In Australia, major postal and courier services like Australia Post, DHL, and TNT heavily rely on barcode technology. This ensures timely and reliable deliveries, a vital cog in the nation's e-commerce boom. It also allows logistics companies to track their deliveries from pickup to hand-over, making it much easier to find items if they are misdirected or lost.

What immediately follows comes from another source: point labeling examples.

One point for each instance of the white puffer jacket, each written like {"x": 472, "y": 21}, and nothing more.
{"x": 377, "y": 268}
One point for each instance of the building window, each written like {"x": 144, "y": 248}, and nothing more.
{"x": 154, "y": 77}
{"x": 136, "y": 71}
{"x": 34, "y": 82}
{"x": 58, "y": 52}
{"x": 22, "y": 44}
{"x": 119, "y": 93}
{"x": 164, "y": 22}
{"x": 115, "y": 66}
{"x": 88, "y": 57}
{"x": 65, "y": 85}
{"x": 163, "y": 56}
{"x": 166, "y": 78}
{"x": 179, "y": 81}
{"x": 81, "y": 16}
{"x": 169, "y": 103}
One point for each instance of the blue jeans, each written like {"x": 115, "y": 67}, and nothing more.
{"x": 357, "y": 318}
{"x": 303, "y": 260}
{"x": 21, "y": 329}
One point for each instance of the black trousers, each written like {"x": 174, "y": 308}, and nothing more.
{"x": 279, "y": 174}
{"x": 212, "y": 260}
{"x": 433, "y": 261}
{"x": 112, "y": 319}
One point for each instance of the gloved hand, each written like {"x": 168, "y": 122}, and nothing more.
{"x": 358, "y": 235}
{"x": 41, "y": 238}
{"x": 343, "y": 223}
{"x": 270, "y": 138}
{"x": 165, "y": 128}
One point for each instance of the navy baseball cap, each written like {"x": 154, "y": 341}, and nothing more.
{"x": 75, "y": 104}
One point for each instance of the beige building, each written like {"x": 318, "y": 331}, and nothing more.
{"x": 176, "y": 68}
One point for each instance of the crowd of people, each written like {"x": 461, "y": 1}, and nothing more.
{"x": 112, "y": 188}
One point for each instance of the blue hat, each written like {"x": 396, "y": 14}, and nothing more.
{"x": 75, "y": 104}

The Future is Coded: Beyond Scanners and Stripes

These days, barcodes seem to be almost everywhere: from cattle ear tags to baggage carousels. But we are yet to see their full potential. Advancements in near-field communication (NFC) technologies are paving the way for contactless scanning, further streamlining interactions and data exchange. Additionally, the integration of barcodes with online payment technology holds immense potential for enhancing supply chain transparency and traceability.

In Australia, research and development efforts are exploring innovative applications of barcodes in diverse fields, from tracking grain and seed crops in agriculture to managing medical supplies in hospitals. The possibilities seem endless, driven by the barcode's inherent versatility and ever-evolving technology.

From a beachside brainstorm to a logistics lifeline, the barcode's journey in Australia is a testament to the boundless potential that technology has to transform the way we live, shop, and move things. At TransVirtual, we love technology. And we specialise in creating logistics software that can seamlessly interact with all of your digital systems, including barcodes. 

So as we embrace the future, one scan at a time, the legacy of Norman Woodward’s lines in the sand will continue to shape the world around us, ensuring a smoother, more efficient, and interconnected Australia.